His horse made a movement which divided the cavalier from his friends.
This scene had taken place in front of the house chosen by Athos, near
the gates of Antibes, whither D'Artagnan, after his supper, had ordered
his horses to be brought. The road began to branch off there, white and
undulating in the vapors of the night. The horse eagerly respired the
salt, sharp perfume of the marshes. D'Artagnan put him to a trot; and
Athos and Raoul sadly turned towards the house. All at once they heard
the rapid approach of a horse's steps, and first believed it to be one
of those singular repercussions which deceive the ear at every turn in a
road. But it was really the return of the horseman. They uttered a cry
of joyous surprise; and the captain, springing to the ground like a young
man, seized within his arms the two beloved heads of Athos and Raoul. He
held them long embraced thus, without speaking a word, or suffering the
sigh which was bursting his breast to escape him. Then, as rapidly as he
had come back, he set off again, with a sharp application of his spurs to
the sides of his fiery horse.
"Alas!" said the comte, in a low voice, "alas! alas!"
"An evil omen!" on his side, said D'Artagnan to himself, making up for
lost time. "I could not smile upon them. An evil omen!"

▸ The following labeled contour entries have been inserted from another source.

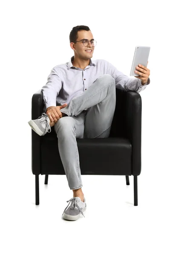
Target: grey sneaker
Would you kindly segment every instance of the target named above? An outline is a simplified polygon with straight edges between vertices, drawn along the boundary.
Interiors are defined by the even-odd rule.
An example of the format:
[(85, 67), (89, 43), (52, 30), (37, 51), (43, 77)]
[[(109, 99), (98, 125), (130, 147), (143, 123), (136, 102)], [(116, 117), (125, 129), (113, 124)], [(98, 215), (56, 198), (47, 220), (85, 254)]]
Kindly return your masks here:
[[(63, 218), (69, 221), (76, 221), (80, 217), (81, 213), (84, 216), (83, 212), (84, 212), (86, 208), (85, 198), (84, 201), (84, 202), (82, 202), (81, 198), (77, 196), (67, 201), (67, 203), (69, 202), (69, 204), (62, 215), (63, 215)], [(70, 206), (66, 210), (70, 202), (71, 202)]]
[(48, 115), (46, 113), (42, 113), (42, 115), (37, 119), (31, 120), (28, 122), (32, 130), (40, 136), (51, 131), (50, 119)]

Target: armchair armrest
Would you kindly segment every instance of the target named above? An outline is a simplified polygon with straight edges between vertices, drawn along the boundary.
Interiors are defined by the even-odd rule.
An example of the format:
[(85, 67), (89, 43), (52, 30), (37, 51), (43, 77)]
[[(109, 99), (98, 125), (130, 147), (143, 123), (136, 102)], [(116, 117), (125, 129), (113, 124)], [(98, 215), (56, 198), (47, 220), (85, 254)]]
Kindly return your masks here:
[(32, 120), (37, 119), (41, 116), (43, 108), (43, 94), (41, 90), (33, 94), (32, 97)]
[(132, 174), (138, 175), (141, 172), (141, 99), (137, 92), (126, 91), (125, 94), (124, 122), (132, 145)]
[[(43, 95), (41, 90), (32, 97), (32, 119), (35, 119), (41, 116), (43, 108)], [(38, 135), (32, 129), (32, 173), (35, 175), (41, 173), (40, 143), (41, 136)]]

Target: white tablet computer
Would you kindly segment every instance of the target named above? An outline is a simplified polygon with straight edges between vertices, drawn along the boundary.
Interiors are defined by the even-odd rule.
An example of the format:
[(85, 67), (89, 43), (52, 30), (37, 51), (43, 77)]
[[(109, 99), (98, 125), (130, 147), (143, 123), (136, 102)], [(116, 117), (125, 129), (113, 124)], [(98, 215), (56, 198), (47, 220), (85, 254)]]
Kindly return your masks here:
[(150, 47), (148, 46), (136, 46), (134, 54), (133, 62), (130, 71), (130, 76), (138, 76), (135, 73), (135, 70), (138, 70), (136, 67), (141, 64), (147, 67), (150, 51)]

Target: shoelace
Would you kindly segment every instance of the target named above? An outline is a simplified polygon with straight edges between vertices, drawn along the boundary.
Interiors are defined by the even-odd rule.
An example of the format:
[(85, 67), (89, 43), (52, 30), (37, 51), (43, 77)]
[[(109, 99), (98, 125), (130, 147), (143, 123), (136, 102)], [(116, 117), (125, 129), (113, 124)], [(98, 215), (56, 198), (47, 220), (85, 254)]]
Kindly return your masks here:
[[(39, 122), (41, 123), (45, 123), (46, 122), (46, 129), (47, 130), (47, 132), (50, 132), (51, 131), (51, 128), (50, 126), (50, 124), (47, 120), (48, 116), (46, 113), (42, 113), (41, 116), (38, 117), (37, 119), (40, 118)], [(50, 130), (50, 131), (49, 131), (48, 130)]]
[[(81, 214), (82, 214), (82, 215), (83, 216), (84, 216), (84, 214), (83, 214), (83, 213), (82, 212), (82, 211), (81, 210), (81, 208), (79, 207), (78, 205), (78, 201), (77, 201), (77, 200), (76, 199), (76, 198), (71, 198), (71, 199), (70, 199), (68, 201), (67, 201), (67, 203), (68, 203), (68, 202), (69, 202), (69, 204), (67, 205), (67, 206), (66, 207), (66, 209), (65, 209), (65, 210), (64, 210), (63, 212), (63, 213), (62, 214), (62, 215), (63, 215), (63, 213), (66, 210), (66, 209), (67, 209), (67, 208), (69, 206), (69, 205), (70, 202), (72, 202), (72, 204), (71, 205), (70, 208), (72, 208), (72, 209), (74, 209), (74, 208), (75, 208), (75, 207), (76, 206), (79, 209), (79, 212), (81, 212)], [(84, 217), (85, 217), (85, 216), (84, 216)]]

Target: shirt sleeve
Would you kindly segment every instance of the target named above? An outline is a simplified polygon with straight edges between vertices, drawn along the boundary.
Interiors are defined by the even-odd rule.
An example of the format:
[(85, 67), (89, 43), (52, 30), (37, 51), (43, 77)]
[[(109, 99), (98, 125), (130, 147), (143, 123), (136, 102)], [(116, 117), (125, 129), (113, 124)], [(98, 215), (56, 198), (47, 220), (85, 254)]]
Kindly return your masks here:
[(112, 64), (107, 61), (107, 73), (114, 78), (116, 88), (123, 90), (135, 91), (138, 93), (143, 90), (150, 83), (149, 78), (147, 82), (144, 85), (141, 84), (140, 79), (135, 77), (129, 77), (127, 76), (119, 71)]
[(55, 67), (51, 70), (47, 82), (41, 89), (43, 92), (44, 110), (51, 106), (56, 106), (56, 98), (62, 87), (62, 81)]

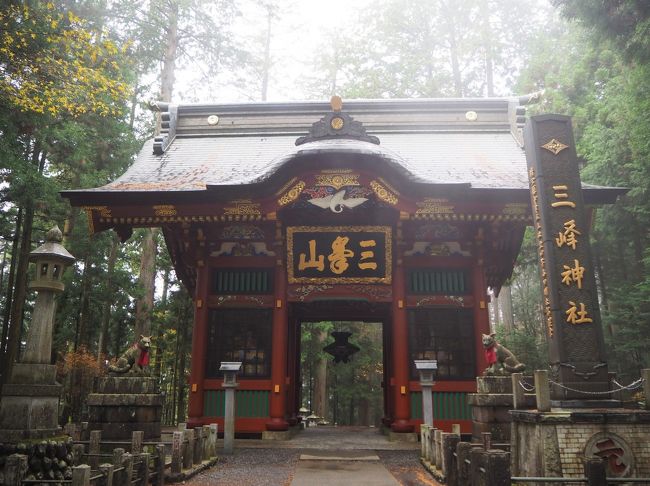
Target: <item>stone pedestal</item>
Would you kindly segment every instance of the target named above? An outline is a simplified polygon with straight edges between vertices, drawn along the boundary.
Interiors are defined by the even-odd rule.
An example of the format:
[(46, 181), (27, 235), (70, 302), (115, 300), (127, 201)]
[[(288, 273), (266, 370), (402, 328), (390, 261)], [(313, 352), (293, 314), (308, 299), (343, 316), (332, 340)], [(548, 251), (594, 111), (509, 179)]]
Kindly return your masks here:
[[(470, 393), (467, 400), (472, 406), (472, 441), (482, 442), (481, 434), (490, 432), (493, 442), (510, 442), (510, 410), (514, 408), (512, 378), (479, 376), (476, 378), (476, 391)], [(525, 402), (532, 407), (535, 396), (526, 395)]]
[(650, 411), (620, 408), (512, 411), (513, 476), (580, 477), (605, 459), (608, 477), (650, 476)]
[(61, 434), (56, 366), (15, 363), (2, 387), (0, 437), (8, 442), (46, 439)]
[(163, 397), (158, 380), (149, 376), (95, 378), (88, 395), (88, 429), (101, 430), (102, 439), (131, 439), (135, 430), (145, 439), (160, 437)]

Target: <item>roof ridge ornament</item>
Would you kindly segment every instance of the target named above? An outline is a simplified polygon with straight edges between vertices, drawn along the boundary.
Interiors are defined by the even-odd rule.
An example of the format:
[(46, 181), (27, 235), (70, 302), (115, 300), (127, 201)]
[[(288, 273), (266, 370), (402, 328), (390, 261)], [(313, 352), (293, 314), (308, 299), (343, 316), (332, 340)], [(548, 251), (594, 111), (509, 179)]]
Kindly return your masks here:
[(315, 142), (317, 140), (334, 140), (339, 138), (351, 138), (363, 140), (364, 142), (379, 145), (379, 138), (368, 135), (365, 127), (360, 121), (356, 121), (347, 113), (343, 113), (343, 101), (340, 96), (332, 96), (330, 100), (332, 112), (327, 113), (323, 118), (313, 123), (309, 134), (299, 137), (296, 145)]

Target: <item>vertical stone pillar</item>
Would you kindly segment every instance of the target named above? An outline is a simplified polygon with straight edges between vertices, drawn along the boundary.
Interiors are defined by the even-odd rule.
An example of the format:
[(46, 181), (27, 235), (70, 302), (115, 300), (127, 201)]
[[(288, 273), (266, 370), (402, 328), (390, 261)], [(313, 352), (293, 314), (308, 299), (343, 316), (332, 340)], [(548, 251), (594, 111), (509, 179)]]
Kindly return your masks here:
[(408, 322), (406, 316), (406, 282), (404, 265), (398, 256), (393, 268), (393, 397), (394, 411), (391, 429), (393, 432), (413, 432), (410, 423), (411, 409), (409, 400), (409, 349)]
[(172, 474), (180, 474), (183, 469), (183, 432), (172, 435)]
[(235, 389), (226, 388), (226, 407), (223, 417), (223, 452), (232, 454), (235, 449)]
[(591, 399), (610, 387), (571, 118), (532, 116), (524, 135), (551, 378), (564, 385), (552, 398)]
[(36, 265), (29, 286), (38, 292), (27, 334), (25, 355), (15, 363), (2, 387), (0, 437), (6, 441), (44, 439), (60, 433), (58, 425), (61, 385), (56, 366), (50, 364), (56, 294), (65, 288), (62, 277), (74, 257), (61, 246), (63, 235), (54, 227), (46, 242), (29, 254)]
[(21, 362), (50, 364), (52, 359), (53, 316), (55, 312), (55, 294), (41, 290), (36, 297), (32, 322), (27, 332), (25, 354)]
[(203, 380), (205, 378), (205, 353), (207, 343), (208, 306), (206, 303), (210, 278), (209, 267), (203, 259), (196, 265), (196, 292), (194, 294), (194, 329), (192, 331), (192, 371), (190, 373), (190, 393), (188, 404), (188, 423), (201, 424), (203, 417)]
[(287, 406), (287, 270), (278, 258), (275, 267), (275, 308), (273, 309), (273, 335), (271, 338), (271, 420), (266, 429), (281, 431), (289, 428), (285, 419)]

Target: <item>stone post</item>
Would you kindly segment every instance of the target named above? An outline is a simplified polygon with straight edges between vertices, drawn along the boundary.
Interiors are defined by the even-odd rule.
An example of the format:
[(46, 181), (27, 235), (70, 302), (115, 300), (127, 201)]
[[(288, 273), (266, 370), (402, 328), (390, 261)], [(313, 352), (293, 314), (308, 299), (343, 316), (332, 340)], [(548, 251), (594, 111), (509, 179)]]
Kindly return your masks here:
[(210, 459), (210, 426), (204, 425), (201, 432), (203, 436), (203, 451), (201, 454), (203, 455), (203, 460), (207, 461)]
[(643, 395), (645, 396), (645, 408), (650, 410), (650, 369), (641, 370), (643, 378)]
[(7, 486), (22, 486), (26, 472), (27, 456), (24, 454), (10, 455), (5, 463), (4, 484)]
[(183, 469), (183, 432), (174, 432), (172, 436), (172, 474), (180, 474)]
[(438, 362), (431, 360), (415, 360), (415, 367), (420, 373), (420, 387), (422, 388), (422, 419), (427, 425), (433, 425), (433, 372), (438, 369)]
[(434, 433), (436, 469), (442, 469), (442, 430), (436, 429)]
[(203, 461), (203, 429), (194, 429), (194, 464), (201, 464)]
[(156, 444), (156, 486), (165, 486), (165, 444)]
[(138, 467), (138, 478), (143, 486), (149, 485), (149, 459), (151, 454), (143, 452), (140, 454), (140, 465)]
[(88, 464), (92, 469), (97, 469), (99, 466), (99, 453), (102, 440), (101, 430), (90, 431), (90, 442), (88, 443)]
[(510, 453), (499, 450), (486, 451), (485, 484), (510, 486)]
[(142, 453), (142, 442), (144, 442), (144, 431), (135, 430), (131, 434), (131, 454)]
[(448, 486), (458, 485), (458, 460), (454, 457), (460, 436), (445, 434), (442, 438), (442, 471), (445, 474)]
[(458, 464), (458, 485), (468, 485), (470, 483), (469, 464), (465, 462), (469, 460), (470, 453), (472, 452), (472, 444), (469, 442), (459, 442), (456, 446), (456, 461)]
[(551, 411), (551, 392), (548, 384), (548, 371), (546, 370), (535, 370), (535, 400), (538, 411)]
[(88, 464), (72, 468), (72, 486), (90, 486), (90, 466)]
[(113, 464), (113, 479), (116, 485), (122, 485), (126, 483), (126, 472), (124, 470), (115, 471), (115, 469), (122, 467), (124, 463), (124, 449), (121, 447), (116, 447), (113, 449), (113, 458), (111, 459)]
[(442, 474), (449, 477), (452, 466), (455, 466), (454, 452), (460, 442), (460, 437), (456, 434), (442, 434)]
[(122, 454), (122, 465), (124, 466), (124, 482), (122, 484), (130, 484), (130, 479), (133, 477), (133, 455), (125, 452)]
[(219, 436), (219, 424), (210, 424), (210, 457), (217, 455), (217, 437)]
[(420, 456), (424, 459), (428, 457), (429, 430), (431, 426), (427, 424), (420, 425)]
[(113, 469), (115, 466), (112, 464), (100, 464), (99, 472), (104, 475), (104, 483), (106, 486), (113, 486)]
[(56, 294), (64, 289), (63, 272), (74, 257), (61, 246), (63, 235), (54, 227), (46, 242), (29, 254), (36, 263), (30, 288), (36, 290), (36, 305), (27, 331), (25, 353), (13, 364), (0, 401), (0, 437), (6, 441), (46, 439), (61, 433), (58, 424), (61, 385), (56, 383), (52, 357), (52, 329)]
[[(277, 351), (274, 351), (274, 353)], [(241, 369), (241, 362), (222, 362), (219, 371), (223, 371), (223, 387), (226, 390), (226, 407), (223, 417), (223, 452), (232, 454), (235, 448), (235, 388), (237, 372)]]
[(183, 431), (184, 441), (187, 442), (187, 447), (183, 452), (183, 467), (191, 469), (194, 464), (194, 429), (186, 429)]
[(521, 387), (521, 380), (524, 379), (523, 373), (513, 373), (512, 379), (512, 407), (519, 410), (526, 407), (526, 396), (524, 389)]

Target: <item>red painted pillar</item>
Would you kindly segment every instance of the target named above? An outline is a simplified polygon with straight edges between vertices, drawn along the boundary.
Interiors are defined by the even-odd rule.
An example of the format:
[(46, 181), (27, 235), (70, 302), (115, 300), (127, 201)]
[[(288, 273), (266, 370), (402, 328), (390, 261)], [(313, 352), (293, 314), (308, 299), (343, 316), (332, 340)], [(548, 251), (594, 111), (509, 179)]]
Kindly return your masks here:
[(271, 420), (267, 430), (287, 430), (285, 419), (287, 408), (287, 271), (278, 260), (275, 267), (275, 308), (273, 310), (273, 335), (271, 338)]
[(205, 378), (205, 352), (208, 327), (209, 269), (203, 261), (196, 268), (196, 289), (194, 292), (194, 329), (192, 331), (192, 371), (190, 373), (190, 398), (188, 424), (200, 425), (203, 417), (203, 380)]
[(413, 432), (409, 423), (411, 407), (409, 401), (409, 346), (408, 322), (406, 317), (406, 289), (404, 266), (398, 258), (393, 270), (393, 432)]
[(474, 339), (476, 349), (476, 374), (480, 375), (487, 367), (485, 353), (483, 352), (482, 334), (490, 333), (490, 316), (487, 305), (487, 285), (485, 283), (485, 268), (483, 266), (482, 241), (477, 239), (478, 255), (473, 269), (474, 287)]

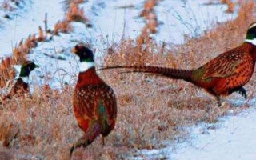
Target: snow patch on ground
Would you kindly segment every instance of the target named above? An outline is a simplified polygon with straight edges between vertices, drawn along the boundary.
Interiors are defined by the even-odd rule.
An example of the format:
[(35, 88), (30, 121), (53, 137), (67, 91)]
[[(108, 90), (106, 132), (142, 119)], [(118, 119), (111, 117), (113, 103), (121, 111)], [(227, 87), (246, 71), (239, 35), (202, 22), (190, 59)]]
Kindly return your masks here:
[[(237, 102), (239, 100), (236, 100)], [(244, 104), (244, 101), (240, 103)], [(169, 144), (159, 150), (138, 151), (142, 157), (133, 159), (171, 160), (254, 160), (256, 158), (255, 99), (249, 108), (236, 116), (219, 118), (216, 124), (201, 123), (188, 128), (189, 141)], [(232, 110), (231, 110), (232, 112)]]

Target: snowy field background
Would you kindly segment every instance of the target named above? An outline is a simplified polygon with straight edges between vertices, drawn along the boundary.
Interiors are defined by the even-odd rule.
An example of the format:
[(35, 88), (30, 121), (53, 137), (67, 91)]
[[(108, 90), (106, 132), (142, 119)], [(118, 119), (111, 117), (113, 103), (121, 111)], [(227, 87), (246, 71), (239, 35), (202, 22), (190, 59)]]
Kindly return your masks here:
[[(52, 41), (39, 43), (28, 55), (29, 59), (40, 66), (30, 76), (31, 90), (35, 86), (49, 84), (60, 88), (65, 82), (74, 84), (78, 72), (78, 59), (70, 53), (78, 42), (91, 44), (96, 49), (96, 57), (101, 55), (108, 45), (118, 42), (123, 38), (136, 38), (145, 20), (138, 15), (143, 6), (143, 0), (88, 0), (79, 5), (85, 10), (92, 28), (85, 24), (73, 22), (74, 31), (54, 36)], [(155, 6), (160, 25), (152, 37), (158, 42), (182, 44), (184, 35), (197, 37), (215, 24), (234, 18), (234, 14), (226, 14), (226, 6), (206, 5), (207, 0), (163, 0)], [(0, 1), (0, 3), (3, 1)], [(48, 26), (64, 18), (62, 0), (26, 0), (14, 13), (11, 19), (2, 18), (6, 11), (1, 10), (0, 57), (11, 54), (12, 48), (20, 40), (37, 33), (38, 26), (43, 26), (45, 13), (48, 14)], [(123, 7), (123, 6), (133, 7)], [(47, 55), (58, 54), (63, 60)], [(242, 102), (244, 103), (244, 101)], [(191, 136), (188, 142), (170, 144), (159, 150), (138, 150), (140, 156), (132, 159), (171, 160), (253, 160), (256, 158), (256, 110), (254, 101), (250, 108), (238, 115), (220, 118), (216, 124), (198, 124), (188, 128)]]

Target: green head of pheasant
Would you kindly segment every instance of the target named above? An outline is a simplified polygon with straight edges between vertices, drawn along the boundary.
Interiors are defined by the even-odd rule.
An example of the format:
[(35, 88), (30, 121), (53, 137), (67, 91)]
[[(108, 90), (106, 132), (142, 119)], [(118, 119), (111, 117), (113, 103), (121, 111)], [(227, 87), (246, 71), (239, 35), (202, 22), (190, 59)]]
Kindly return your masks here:
[(80, 58), (80, 72), (85, 72), (94, 66), (93, 51), (84, 44), (76, 45), (71, 49), (71, 52)]
[(38, 66), (34, 64), (32, 61), (26, 61), (21, 68), (20, 78), (28, 78), (34, 69), (38, 68)]

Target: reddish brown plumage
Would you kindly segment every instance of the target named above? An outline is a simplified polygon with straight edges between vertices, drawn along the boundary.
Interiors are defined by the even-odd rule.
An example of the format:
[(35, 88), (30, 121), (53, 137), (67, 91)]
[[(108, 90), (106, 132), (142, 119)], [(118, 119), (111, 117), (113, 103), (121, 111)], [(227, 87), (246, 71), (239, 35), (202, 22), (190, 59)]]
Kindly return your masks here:
[[(92, 52), (88, 48), (76, 46), (74, 52), (79, 55), (80, 60), (84, 60), (82, 63), (93, 62)], [(85, 134), (73, 145), (70, 157), (75, 148), (87, 146), (99, 134), (102, 138), (107, 136), (115, 125), (117, 102), (114, 93), (98, 76), (94, 66), (79, 73), (74, 91), (73, 109), (78, 126)]]
[(17, 82), (15, 82), (14, 86), (11, 88), (10, 93), (6, 95), (2, 100), (5, 100), (6, 98), (10, 98), (14, 95), (21, 95), (23, 94), (30, 93), (30, 87), (29, 84), (26, 83), (22, 81), (22, 78), (18, 78)]
[(144, 72), (161, 76), (184, 79), (205, 89), (219, 101), (220, 96), (227, 96), (239, 91), (246, 97), (242, 86), (251, 78), (256, 59), (256, 47), (244, 42), (239, 46), (224, 52), (197, 70), (179, 70), (158, 66), (110, 66), (126, 69), (122, 73)]

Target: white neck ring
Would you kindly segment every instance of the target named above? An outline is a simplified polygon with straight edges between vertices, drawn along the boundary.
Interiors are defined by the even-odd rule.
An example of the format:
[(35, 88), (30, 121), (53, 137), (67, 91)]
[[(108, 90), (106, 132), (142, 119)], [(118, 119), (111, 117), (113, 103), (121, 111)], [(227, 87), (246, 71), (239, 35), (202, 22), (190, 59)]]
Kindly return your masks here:
[(90, 68), (92, 68), (93, 66), (94, 66), (94, 62), (80, 62), (79, 71), (85, 72)]
[(256, 46), (256, 38), (254, 39), (246, 39), (246, 42), (250, 42), (250, 44)]

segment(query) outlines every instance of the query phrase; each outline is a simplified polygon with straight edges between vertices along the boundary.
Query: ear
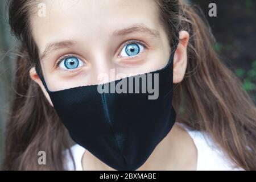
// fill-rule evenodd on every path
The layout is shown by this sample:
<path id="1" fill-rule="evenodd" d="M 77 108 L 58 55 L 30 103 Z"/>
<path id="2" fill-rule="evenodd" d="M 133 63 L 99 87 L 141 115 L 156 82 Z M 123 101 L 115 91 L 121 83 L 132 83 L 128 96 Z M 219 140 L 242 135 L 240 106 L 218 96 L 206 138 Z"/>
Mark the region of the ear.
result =
<path id="1" fill-rule="evenodd" d="M 180 82 L 185 75 L 187 64 L 187 47 L 189 34 L 186 31 L 179 33 L 179 43 L 174 59 L 174 83 Z"/>
<path id="2" fill-rule="evenodd" d="M 36 84 L 38 84 L 38 85 L 39 85 L 39 86 L 41 88 L 44 96 L 46 96 L 47 100 L 49 101 L 49 103 L 50 104 L 50 105 L 52 106 L 53 106 L 52 101 L 51 100 L 51 98 L 49 96 L 49 94 L 48 93 L 47 91 L 46 91 L 46 89 L 44 88 L 44 86 L 43 84 L 43 82 L 42 82 L 41 79 L 40 78 L 39 76 L 38 76 L 38 73 L 36 73 L 35 67 L 32 67 L 30 69 L 30 77 L 31 78 L 31 79 L 33 81 L 34 81 Z"/>

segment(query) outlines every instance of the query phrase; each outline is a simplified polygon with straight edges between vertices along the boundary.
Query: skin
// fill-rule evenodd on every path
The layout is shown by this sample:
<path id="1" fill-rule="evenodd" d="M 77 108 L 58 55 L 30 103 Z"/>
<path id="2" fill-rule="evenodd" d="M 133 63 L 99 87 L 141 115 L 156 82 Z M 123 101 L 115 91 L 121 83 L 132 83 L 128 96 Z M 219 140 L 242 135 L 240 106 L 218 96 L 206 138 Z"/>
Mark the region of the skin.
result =
<path id="1" fill-rule="evenodd" d="M 170 55 L 167 34 L 155 15 L 158 12 L 153 0 L 48 0 L 43 2 L 46 4 L 46 16 L 39 17 L 34 14 L 31 18 L 32 36 L 40 57 L 48 45 L 53 42 L 73 42 L 69 46 L 59 46 L 59 49 L 49 52 L 41 60 L 50 90 L 101 83 L 103 81 L 99 80 L 98 76 L 102 73 L 109 76 L 110 69 L 115 69 L 115 73 L 121 75 L 117 77 L 119 78 L 127 74 L 135 75 L 159 69 L 167 63 Z M 146 27 L 155 34 L 134 28 L 137 31 L 127 34 L 119 31 L 118 35 L 113 35 L 133 26 Z M 187 31 L 180 32 L 180 43 L 174 60 L 175 84 L 182 81 L 185 75 L 189 38 Z M 122 50 L 126 46 L 123 44 L 133 40 L 139 40 L 146 46 L 135 56 L 122 54 Z M 67 55 L 77 56 L 82 65 L 67 71 L 67 68 L 56 65 Z M 40 86 L 53 106 L 35 68 L 30 73 L 31 79 Z M 192 138 L 175 124 L 138 170 L 195 170 L 197 158 L 197 149 Z M 84 170 L 114 170 L 88 151 L 84 154 L 81 162 Z"/>

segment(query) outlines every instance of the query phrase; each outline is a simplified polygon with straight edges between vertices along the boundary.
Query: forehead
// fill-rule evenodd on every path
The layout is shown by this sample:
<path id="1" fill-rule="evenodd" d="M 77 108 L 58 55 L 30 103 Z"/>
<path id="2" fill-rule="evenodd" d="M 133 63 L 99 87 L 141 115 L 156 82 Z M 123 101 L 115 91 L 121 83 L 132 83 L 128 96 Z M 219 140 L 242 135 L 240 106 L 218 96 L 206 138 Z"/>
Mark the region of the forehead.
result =
<path id="1" fill-rule="evenodd" d="M 46 0 L 46 14 L 31 16 L 32 36 L 39 47 L 71 38 L 105 39 L 117 29 L 143 23 L 159 30 L 154 0 Z M 40 10 L 38 8 L 38 10 Z M 81 38 L 80 38 L 81 39 Z"/>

The next day Grimaud was on foot again. The service commanded by M. de
Beaufort was happily accomplished. The flotilla, sent to Toulon by the
exertions of Raoul, had set out, dragging after it in little nutshells,
almost invisible, the wives and friends of the fishermen and smugglers
put in requisition for the service of the fleet. The time, so short,
which remained for father and son to live together, appeared to go by
with double rapidity, like some swift stream that flows towards
eternity. Athos and Raoul returned to Toulon, which began to be filled
with the noise of carriages, with the noise of arms, the noise of
neighing horses. The trumpeters sounded their spirited marches; the
drummers signalized their strength; the streets were overflowing with
soldiers, servants, and tradespeople. The Duc de Beaufort was
everywhere, superintending the embarkation with the zeal and interest of
a good captain. He encouraged the humblest of his companions; he scolded
his lieutenants, even those of the highest rank. Artillery, provisions,
baggage, he insisted upon seeing all himself. He examined the equipment
of every soldier; assured himself of the health and soundness of every
horse. It was plain that, light, boastful, egotistical, in his hotel,
the gentleman became the soldier again - the high noble, a captain - in
face of the responsibility he had accepted. And yet, it must be admitted
that, whatever was the care with which he presided over the preparations
for departure, it was easy to perceive careless precipitation, and the
absence of all the precaution that make the French solider the first
soldier in the world, because, in that world, he is the one most
abandoned to his own physical and moral resources. All things having
satisfied, or appearing to have satisfied, the admiral, he paid his
compliments to Raoul, and gave the last orders for sailing, which was
ordered the next morning at daybreak. He invited the comte had his son
to dine with him; but they, under a pretext of service, kept themselves
apart. Gaining their hostelry, situated under the trees of the great
Place, they took their repast in haste, and Athos led Raoul to the rocks
which dominate the city, vast gray mountains, whence the view is infinite
and embraces a liquid horizon which appears, so remote is it, on a level
with the rocks themselves. The night was fine, as it always is in these
happy climes. The moon, rising behind the rocks, unrolled a silver sheet
on the cerulean carpet of the sea. In the roadsteads maneuvered silently
the vessels which had just taken their rank to facilitate the
embarkation. The sea, loaded with phosphoric light, opened beneath the
hulls of the barks that transported the baggage and munitions; every dip
of the prow plowed up this gulf of white flames; from every oar dropped
liquid diamonds. The sailors, rejoicing in the largesses of the admiral,
were heard murmuring their slow and artless songs. Sometimes the
grinding of the chains was mixed with the dull noise of shot falling into
the holds. Such harmonies, such a spectacle, oppress the heart like
fear, and dilate it like hope. All this life speaks of death. Athos had
seated himself with his son, upon the moss, among the brambles of the
promontory. Around their heads passed and repassed large bats, carried
along by the fearful whirl of their blind chase. The feet of Raoul were
over the edge of the cliff, bathed in that void which is peopled by
vertigo, and provokes to self-annihilation. When the moon had risen to
its fullest height, caressing with light the neighboring peaks, when the
watery mirror was illumined in its full extent, and the little red fires
had made their openings in the black masses of every ship, Athos,
collecting all his ideas and all his courage, said:
"God has made all these things that we see, Raoul; He has made us also, -
poor atoms mixed up with this monstrous universe. We shine like those
fires and those stars; we sigh like those waves; we suffer like those
great ships, which are worn out in plowing the waves, in obeying the wind
that urges them towards an end, as the breath of God blows us towards a
port. Everything likes to live, Raoul; and everything seems beautiful to
living things."
"Monsieur," said Raoul, "we have before us a beautiful spectacle!"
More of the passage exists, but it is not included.